Crap and Leak Creatively

When you emerge from your tent with elimination on your agenda, take a fresh look at the landscape. “People tend to spot the same big bush or a rock near the campsite and think, ‘I’ll go there,’” says Marion. “It leads to a concentration of waste that can smell bad and be dangerous.”

All those #1s and #2s add up to big numbers, and attract flies. “That’s how diseases are transmitted,” says Marion. “They land on your waste and your dinner.” The 200-foot-rule will probably force you out of the flies’ flight path. Better yet, plan on taking a nice crap break en route to your next destination, away from campsites and drinking water.

Urinalysis

Urine is in fact sterile, so spraying it around won’t harm the environment. “It’s an aesthetic concern,” says Mr. LNT, “not a health hazard.” He advises aiming at (or squatting over) a rock, rather than peeing all over the underbrush, which large ungulates will mow down for the salts and nutrients you piss away.

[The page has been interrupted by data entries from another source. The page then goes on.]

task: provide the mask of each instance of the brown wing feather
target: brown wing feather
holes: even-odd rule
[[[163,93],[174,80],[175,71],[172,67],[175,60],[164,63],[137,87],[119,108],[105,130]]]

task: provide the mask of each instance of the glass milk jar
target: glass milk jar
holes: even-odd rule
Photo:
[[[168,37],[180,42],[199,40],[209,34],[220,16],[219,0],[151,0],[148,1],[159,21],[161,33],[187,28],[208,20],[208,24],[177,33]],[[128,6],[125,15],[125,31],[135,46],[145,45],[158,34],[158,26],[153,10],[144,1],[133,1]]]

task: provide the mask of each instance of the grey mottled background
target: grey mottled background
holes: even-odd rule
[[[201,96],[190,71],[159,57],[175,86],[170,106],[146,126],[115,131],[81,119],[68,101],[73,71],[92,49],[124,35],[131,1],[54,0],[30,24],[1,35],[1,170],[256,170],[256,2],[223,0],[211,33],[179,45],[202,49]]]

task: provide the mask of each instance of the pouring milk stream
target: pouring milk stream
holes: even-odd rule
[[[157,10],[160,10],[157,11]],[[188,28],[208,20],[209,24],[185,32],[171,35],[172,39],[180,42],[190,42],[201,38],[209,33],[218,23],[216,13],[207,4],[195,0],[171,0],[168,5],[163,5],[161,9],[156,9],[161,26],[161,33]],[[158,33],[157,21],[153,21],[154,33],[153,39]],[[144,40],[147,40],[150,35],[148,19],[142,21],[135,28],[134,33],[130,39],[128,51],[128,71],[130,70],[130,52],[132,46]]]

Pack out menstrual products, period.

Backpackers who menstruate can’t always plan their adventures around their cycles, so they have two choices: learn to use (and clean) a menstrual cup, or pack out used pads or tampons. Most menstrual hygiene products contain perfumes and plastic liners, which attract critters and resist decomposition. So you’ll need to pack them out in a sealable baggie or water bottle (cover it with duct tape, if you don’t want to see red). Dropping crushed aspirin or a tea bag into the menses will cut the smell. Of course, users of The Pill can skip their placebo doses to put off their flow until they return to civilization.

Up high, and down low, it’s gotta go.

In the desert, waste won’t decompose. In frigid temperatures and on rocky peaks, there’s no diggable soil, so no catholes. You’ll have to pack waste and TP out.

Which brings us back to the summits of the Grand Teton and Mt. Whitney. Marion misses their high-altitude johns.

“In a high-use area, that’s really the way to go,” he says. “After they removed the latrines on Mt. Whitney, rangers gave out toilet kits to hikers, but animals would get into the bags and they would leak and smell. People said ‘I’m not packing that out,’ so we found them near the campsites.”

With the zeal of a poop prophet, he extols the seven above-ground “moldering privies” Vermont’s Green Mountain Club installed along the Long and Appalachian Trails in Vermont, and dozens of other locales along the rest of AT. Those loos are sweet-smelling because the waste decomposes aerobically, becoming fertilizer that maintenance crews can scatter in the woods. Just the way bears do it.

For high-use, high-altitude areas, latrines and helicopter evacuations of honey buckets are the way to go, says Marion. “It’s expensive, but that can be built into the cost of wilderness permits.”

And as my Grand memories tell me, paying for a scenic latrine is anything but money down the drain.